15 entry girildikten sonra, modlar tarafından bir cevap alınanarak, azad edilip ve hür bir şekilde yazar olmakla sonuçlanacak durumdur. (umarım beni de kabul ederler uludağ sözlük camiasına.)
kızlar için pek de önemli olmayan bir durumdur. sonuçta kızlar, daha çok facebook veya twitter gibi muhabbetin ve geyiğin bol olduğu yerlerde takılırlar.

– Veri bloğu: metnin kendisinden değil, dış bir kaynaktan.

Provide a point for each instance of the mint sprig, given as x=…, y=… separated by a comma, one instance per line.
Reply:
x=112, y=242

yalan yanlış bir söylemdir. aşk denince; seni umursayan, sana bir şey olduğunda arayıpta halini soran, seni hep düşünen bunlar ve benzerleri gibi hep senin mutluluğunu isteyen birinin sana olan duygusu akla gelir. ama sen bu duyguyu ona gösteripte onun seni deyim yerindeyse hiç takmaması ne kadar acı, sıkıntı ve bir çok olumsuz sonuçlar doğuracağını kendisi de zamanla görür. bu cezayı çekmeninde çok anlamsız olacağını kavrayan biri karşılıksız aşkın ne kadar kendisini, sadece ona değil hayata karşı, düşüreceğini ve ezileceğini kavrarsa karşılıksız sevgi veya her neyse aşk beslemenin boş olacağını sonuçta görür.
yaşanırsa belki biraz acı, dert, sıkıntı..belki de hiç olmadığı kadar yaşama isteği...
yaşanmazsa da yalnızlık duygusu; seni düşünen biri olmadığını hissetmek, ot geldim yanımda bir gül yok gibi deyimlerle kendi kendine dövünmek , yaşama dair seni mutlu eden bir şeylerin olmaması gibi düşünmek ve suyun yokluğunu çeken bi gülün gün gün yıpranıp solacağı gibi aşksız bir ruhun da solup tükeneceğini hissettiren bir duygudur.